İkincisi, düşündükden sonra anladık ki söyleyeceğimiz söz Allah rızâsına uygun değil, öyleyse söylemeyeceğiz. Meselâ dedikodu, yâhud yalan, veya zanna dayanan, emîn olmadığımız, sağdan soldan duyduğumuz ama tahkîk etmediğimiz bir şey, yâhud kalb kırıcı bir söz. İkinci düstûr da bu. Allah'ın sevmediği, istemediği, râzı olmadığı sözü söylememek. Bu şarta riâyet edersek, bizi günaha sokan sözlerden kendimizi tamâmen kurtarmış oluruz.
Üçüncüsü, Allah'ın rızâsına aykırı olmayan sözleri de aklımıza geldiği gibi söylemeyeceğiz, onları da tartacağız önce. Bu sözün muhâtabımıza bir faydası var mı? Söylemezsek bir mahzûru var mı? Bakdık ki söylemenin bir faydası yok, söylememenin de bir mahzûru yok, o vakit susacağız, konuşmayacağız. Bu da üçüncü düstûr.

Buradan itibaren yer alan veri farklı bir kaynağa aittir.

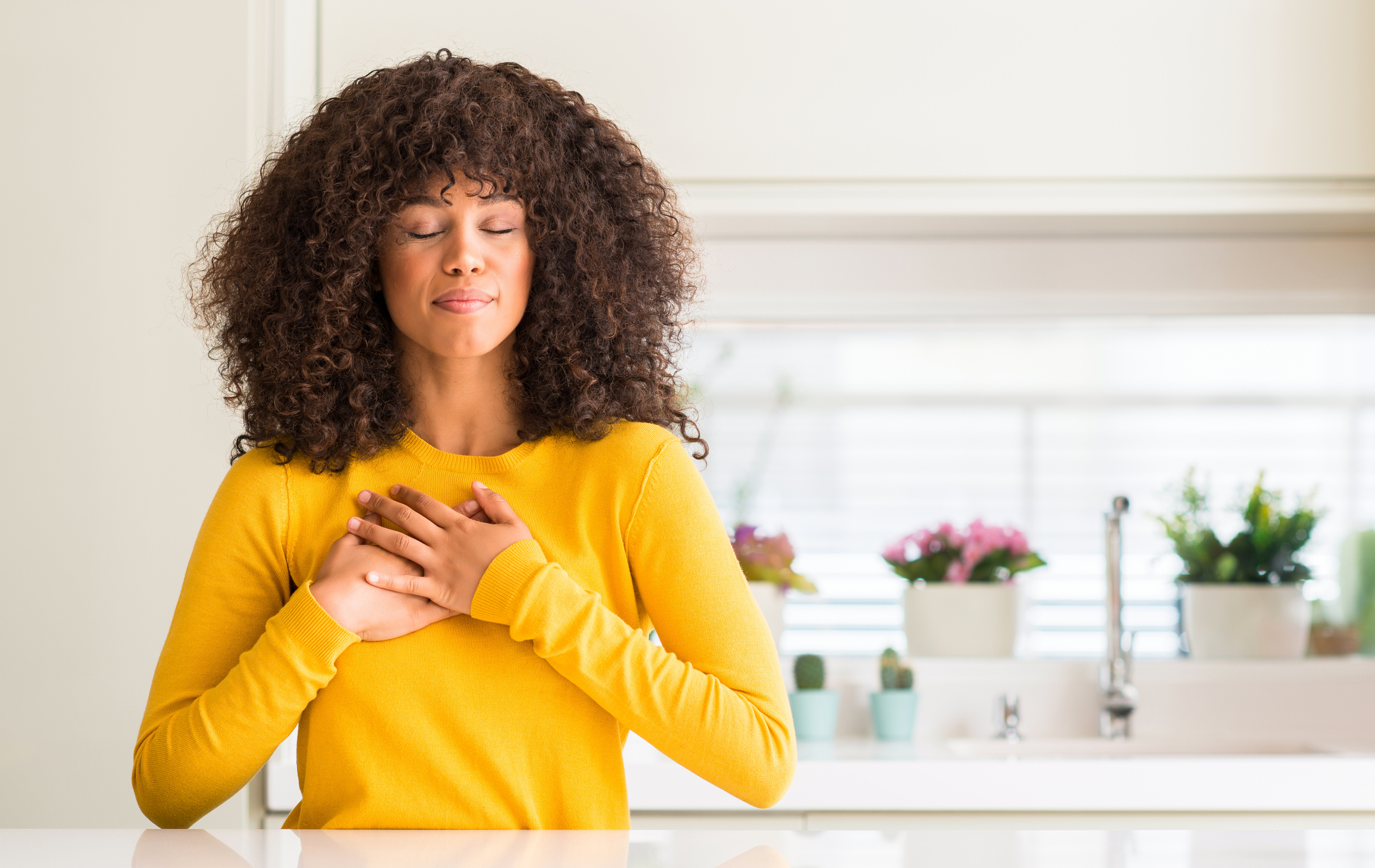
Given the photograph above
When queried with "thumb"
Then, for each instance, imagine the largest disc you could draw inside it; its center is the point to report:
(495, 505)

Hani Nasreddin Hoca'ya demişler ya, "Hoca bak, fırından yeni çıkmış bir tepsi börek gidiyor". "Bana ne" demiş Hoca. "Ama hocam börek sizin eve gidiyor" demişler. "Öyleyse sana ne" demiş Hoca. Söyleyeceğimiz şey bizi ilgilendirmeyen bir şey ise, "bana ne" diyerek, muhâtabımızı ilgilendirmeyen bir şey ise, "ona ne" diyerek susmayı tercih edeceğiz. Bu sûretle boş konuşmanın, yersiz konuşmanın, faydasız konuşmanın da önünü almış oluruz.